I've submitted information to try and get this module to support the newer HP laptops that only use wmi for button events.

Anonymous said...

Any idea how to activate it in Debian/Ubuntu? Thanks!

Danny said...

In the same way.

You need either a kernel >= v2.6.27 or you have to take the hp-wmi source from v2.6.27 and have to compile the kernel module manually for the kernel you currently use.

In this case you may have to patch the source (you may have to replace SW_DOCK with 0x05) to get it running.

Anonymous said...

Thanks, I was just looking for this info. Machine here is HP 6710B with wifi, BT and wwan module. rfkill works fine on all three devices individually (wifi has two switches, b43 and hp-wlan one, second one can't even be controlled if first is turned off).

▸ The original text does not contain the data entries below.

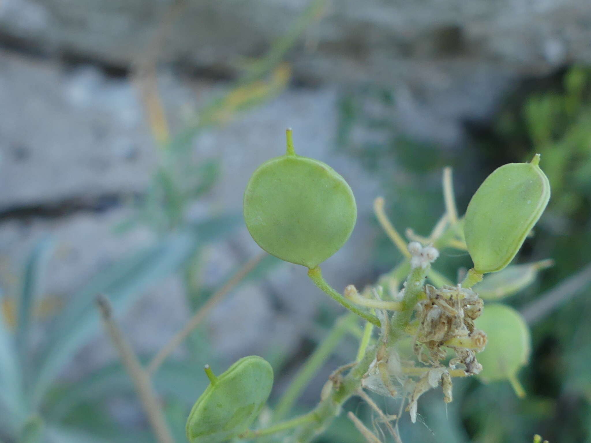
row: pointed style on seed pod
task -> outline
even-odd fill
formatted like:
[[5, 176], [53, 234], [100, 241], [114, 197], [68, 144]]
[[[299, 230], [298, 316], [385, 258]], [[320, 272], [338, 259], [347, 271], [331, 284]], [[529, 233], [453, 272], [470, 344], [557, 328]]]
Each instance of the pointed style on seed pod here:
[[478, 354], [482, 370], [476, 376], [485, 382], [507, 380], [522, 397], [525, 392], [517, 373], [527, 364], [531, 347], [530, 330], [521, 314], [506, 305], [487, 304], [474, 323], [488, 337], [484, 350]]
[[550, 197], [548, 178], [538, 165], [509, 163], [480, 185], [466, 211], [464, 234], [475, 271], [501, 271], [519, 251]]
[[267, 403], [273, 386], [273, 370], [256, 356], [241, 359], [218, 377], [209, 365], [210, 381], [187, 420], [191, 443], [220, 443], [251, 425]]
[[244, 193], [244, 220], [254, 240], [272, 255], [310, 269], [349, 239], [357, 207], [347, 182], [328, 165], [287, 152], [261, 165]]

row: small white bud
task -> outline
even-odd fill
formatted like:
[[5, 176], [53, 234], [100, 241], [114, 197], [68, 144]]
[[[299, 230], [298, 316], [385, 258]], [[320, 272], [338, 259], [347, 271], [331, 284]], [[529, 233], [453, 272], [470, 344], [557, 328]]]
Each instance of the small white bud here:
[[418, 255], [423, 250], [423, 246], [418, 242], [411, 242], [408, 243], [408, 252], [412, 255]]
[[427, 246], [423, 250], [421, 255], [428, 260], [429, 262], [433, 263], [439, 256], [439, 251], [433, 246]]
[[423, 260], [420, 255], [413, 255], [410, 259], [410, 267], [413, 269], [423, 265]]

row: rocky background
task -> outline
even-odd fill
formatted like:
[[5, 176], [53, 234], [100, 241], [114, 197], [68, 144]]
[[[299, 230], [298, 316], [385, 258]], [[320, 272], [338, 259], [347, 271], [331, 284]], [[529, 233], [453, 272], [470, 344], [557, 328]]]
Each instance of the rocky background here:
[[[2, 292], [18, 288], [25, 257], [45, 234], [58, 243], [46, 292], [63, 299], [99, 270], [154, 240], [145, 227], [124, 234], [113, 227], [132, 212], [129, 199], [145, 192], [158, 164], [132, 81], [158, 30], [165, 30], [160, 92], [177, 130], [207, 97], [230, 86], [245, 61], [264, 55], [307, 4], [0, 0]], [[297, 151], [330, 162], [355, 193], [358, 227], [324, 267], [337, 288], [362, 285], [376, 272], [371, 264], [378, 232], [372, 203], [385, 190], [354, 156], [335, 148], [343, 95], [368, 84], [391, 90], [394, 106], [376, 112], [448, 158], [469, 157], [467, 126], [486, 125], [524, 83], [591, 63], [590, 41], [588, 0], [333, 0], [287, 53], [289, 87], [194, 141], [193, 158], [220, 159], [222, 178], [189, 216], [239, 213], [248, 177], [282, 151], [284, 130], [291, 126]], [[206, 283], [216, 286], [257, 252], [240, 228], [210, 247]], [[303, 340], [317, 338], [320, 307], [339, 310], [302, 269], [280, 266], [216, 308], [208, 320], [212, 346], [225, 362], [269, 346], [293, 354]], [[125, 328], [138, 350], [152, 353], [189, 311], [178, 278], [169, 278], [134, 305]], [[97, 339], [64, 376], [87, 373], [113, 356], [109, 344]]]

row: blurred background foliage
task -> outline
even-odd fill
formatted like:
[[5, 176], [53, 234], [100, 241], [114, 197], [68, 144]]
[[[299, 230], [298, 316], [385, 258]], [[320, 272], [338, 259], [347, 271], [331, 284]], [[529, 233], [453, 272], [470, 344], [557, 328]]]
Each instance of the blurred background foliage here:
[[[224, 180], [219, 159], [196, 162], [191, 143], [207, 130], [223, 127], [239, 113], [271, 100], [293, 86], [286, 54], [324, 7], [324, 2], [310, 4], [265, 57], [247, 61], [242, 76], [227, 92], [202, 106], [178, 131], [169, 127], [160, 103], [153, 60], [138, 69], [136, 80], [158, 150], [158, 166], [145, 192], [128, 202], [133, 216], [114, 226], [113, 234], [142, 225], [155, 233], [157, 240], [144, 250], [130, 251], [65, 301], [41, 297], [56, 239], [43, 238], [30, 252], [22, 264], [18, 291], [2, 294], [0, 441], [154, 441], [145, 426], [130, 426], [105, 407], [113, 396], [134, 398], [133, 386], [121, 364], [108, 365], [74, 381], [58, 376], [80, 348], [99, 333], [94, 305], [97, 294], [107, 295], [121, 317], [148, 288], [172, 274], [182, 276], [193, 312], [218, 293], [220, 288], [204, 284], [201, 278], [207, 246], [235, 233], [242, 218], [239, 213], [212, 213], [196, 222], [187, 217], [190, 205]], [[461, 211], [478, 184], [495, 168], [528, 161], [540, 153], [553, 196], [517, 262], [548, 258], [555, 262], [533, 284], [506, 301], [526, 317], [531, 314], [533, 356], [520, 374], [527, 396], [518, 399], [506, 383], [460, 380], [454, 384], [453, 403], [446, 406], [440, 393], [431, 392], [420, 405], [422, 422], [413, 425], [407, 418], [402, 419], [402, 440], [530, 442], [538, 433], [554, 443], [591, 442], [591, 298], [586, 286], [591, 281], [591, 271], [583, 267], [591, 263], [591, 70], [573, 66], [543, 81], [525, 82], [506, 97], [489, 125], [476, 127], [466, 122], [471, 138], [462, 148], [441, 147], [405, 135], [390, 118], [397, 93], [394, 88], [378, 84], [342, 88], [333, 147], [378, 181], [395, 224], [428, 234], [443, 211], [440, 184], [444, 166], [454, 168]], [[370, 223], [378, 233], [377, 223]], [[367, 266], [367, 282], [401, 260], [383, 234], [376, 234], [375, 243], [368, 247], [372, 249], [372, 260]], [[259, 281], [278, 264], [265, 257], [239, 281]], [[449, 252], [438, 265], [455, 281], [456, 270], [468, 268], [470, 259], [466, 253]], [[240, 269], [231, 271], [224, 282]], [[557, 287], [562, 289], [553, 292]], [[537, 304], [543, 299], [547, 303]], [[272, 363], [278, 378], [289, 377], [292, 368], [299, 367], [335, 318], [333, 312], [321, 309], [317, 329], [295, 353], [268, 350], [263, 356]], [[46, 328], [42, 348], [33, 345], [32, 331], [38, 324]], [[186, 417], [207, 384], [200, 367], [204, 362], [215, 366], [220, 360], [201, 326], [191, 332], [185, 344], [186, 358], [165, 361], [153, 377], [178, 442], [185, 441]], [[335, 360], [352, 358], [346, 356], [349, 350], [343, 346]], [[151, 357], [140, 356], [147, 363]], [[375, 400], [387, 412], [397, 413], [396, 402]], [[375, 422], [371, 410], [362, 402], [352, 400], [348, 407], [369, 425]], [[305, 408], [300, 405], [298, 411]], [[319, 441], [360, 439], [343, 415]]]

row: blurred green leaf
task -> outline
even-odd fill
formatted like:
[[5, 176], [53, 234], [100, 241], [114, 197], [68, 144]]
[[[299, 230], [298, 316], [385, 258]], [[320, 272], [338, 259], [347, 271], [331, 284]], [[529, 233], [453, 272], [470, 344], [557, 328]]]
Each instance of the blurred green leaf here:
[[[212, 363], [206, 355], [200, 355], [203, 362]], [[170, 395], [187, 405], [192, 405], [209, 382], [205, 373], [191, 362], [165, 363], [153, 376], [157, 390]], [[57, 422], [63, 420], [85, 402], [98, 402], [113, 395], [134, 395], [135, 389], [125, 368], [119, 363], [106, 366], [79, 382], [60, 387], [47, 396], [44, 405], [48, 417]]]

There is a quirk I noticed. The power button of course turns everything off (and can't be overriden by software). If you disable device during this, when button is back on, device won't be disabled after power-on. But if you *enable* disabled device during button power-off, it gets enabled when power-on.

Anonymous said...
This comment has been removed by a blog administrator. said...

hi, there
wanted to say thanks and upate this post: As or now (2012) there exists an easier way: (using Ubuntu 11.10)
"sudo rfkill list"
will give you a list of wireless devices and show their state. "Hard blocked" means you need to flip a switch somewhere, "Soft blocked" means you can enable it with software.
Should Network Manager not do it, just use "sudo rfkill unblock " and it will start the soft-blocked device.
Success and thanks for pointing me in the right direction!